The problem is compounded in times of change since the normal agent of the feedback–the coaching superior in most cases–may not possess expertness in the performance of the revised job (Baron and Kreps 2000). Regarding job analysis, he or she will be somewhat blind to the signs of effective execution, and the learning process itself will not tolerate a delay of feedback until the long-interval evidence of effectiveness or ineffectiveness emerges in the form of operational results.
Consequently, the coaching superior will have to rely on his or her best judgment in spotting the indications of degrees of effectiveness produced more immediately by the subordinate’s activities, and use these to guide the trainee in the same path or shift to a new tack. It will necessarily be a loose arrangement requiring grounds for retreat and redirection. But the signs will begin to be clear, and both supervisor and subordinate should take pains to try to interpret them as they feel their way along and to predict from them the larger signs of long-range effectiveness (Carter et al 2008).
The examples of IBM and Toyota allow saying that one of the problems in using output or quality figures as feedback is that often we cannot attribute the feedback indications to the individual employee, much less to specific acts. This is abundantly clear in the case of certain hourly-paid jobs. Although quality and output figures are often used as evidence of a weaver’s performance, for example, these figures could accurately reflect the work of the loom fixer responsible for maintenance of the weaver’s loom (Grant, 1991).
The instructor should emphasize feedback in the preliminary explanations and demonstrations of task execution (illustrating clearly the what, where, and when of signs of effectiveness and how detected) and should continue the emphasis in his or her coaching efforts when the trainee begins practicing the task (Daniels et al. 2008; Grant, 1991).
Cooperative superiors tended to respond flexibly, competitive supervisors rigidly. The precise functions of feedback and reinforcement and the relationships and distinctions between them are still subjects for exploration and speculation. A common point of view is that feedback serves essentially an informational purpose, providing the individual with data concerning both effective and ineffective behavior. But if it also provides a rewarding experience, it is reinforcing (Druker and White, 1996; Taylor, 1998).

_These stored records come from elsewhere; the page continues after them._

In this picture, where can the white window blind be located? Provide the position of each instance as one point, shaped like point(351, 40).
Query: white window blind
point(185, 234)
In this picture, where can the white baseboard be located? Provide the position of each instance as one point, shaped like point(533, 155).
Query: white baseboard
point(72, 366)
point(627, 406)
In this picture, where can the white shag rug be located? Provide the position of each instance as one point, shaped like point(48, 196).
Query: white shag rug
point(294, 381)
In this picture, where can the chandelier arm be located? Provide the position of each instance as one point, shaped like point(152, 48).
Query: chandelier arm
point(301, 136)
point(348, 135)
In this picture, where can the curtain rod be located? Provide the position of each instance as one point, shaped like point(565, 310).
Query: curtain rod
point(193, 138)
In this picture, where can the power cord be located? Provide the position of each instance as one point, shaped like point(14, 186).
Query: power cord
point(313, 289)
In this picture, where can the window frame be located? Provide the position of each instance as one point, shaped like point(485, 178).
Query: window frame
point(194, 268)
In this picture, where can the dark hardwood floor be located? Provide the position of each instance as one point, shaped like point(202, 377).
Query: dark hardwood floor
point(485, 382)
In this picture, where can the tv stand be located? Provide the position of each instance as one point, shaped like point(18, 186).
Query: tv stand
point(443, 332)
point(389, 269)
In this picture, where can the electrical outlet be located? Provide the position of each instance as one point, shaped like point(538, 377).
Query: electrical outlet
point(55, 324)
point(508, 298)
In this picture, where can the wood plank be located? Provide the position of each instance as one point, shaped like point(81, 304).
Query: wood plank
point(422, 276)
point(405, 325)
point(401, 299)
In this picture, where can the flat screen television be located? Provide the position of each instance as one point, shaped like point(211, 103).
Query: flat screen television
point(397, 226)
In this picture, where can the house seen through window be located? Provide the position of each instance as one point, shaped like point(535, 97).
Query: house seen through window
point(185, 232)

In sum, a balance between recruiting and selection processes given by others and the development of self-control apparently must be struck. In addition, although the frequency of feedback is generally expected to improve the employee’s accuracy of perception, difficulties occur in cases when the employee must interpret complex feedback and has trouble applying the rules to transform the sensed feedback into correct meaning.
IHRM plays a major and continuing role in the international arena, especially with the growth of large-scale international business organizations and the divorce of ownership from management. The decisions and actions of IHRM have an increasing impact on individuals, other organizations, and the community. IHRM involves setting policies, formulating plans, and trying to make the best decisions possible.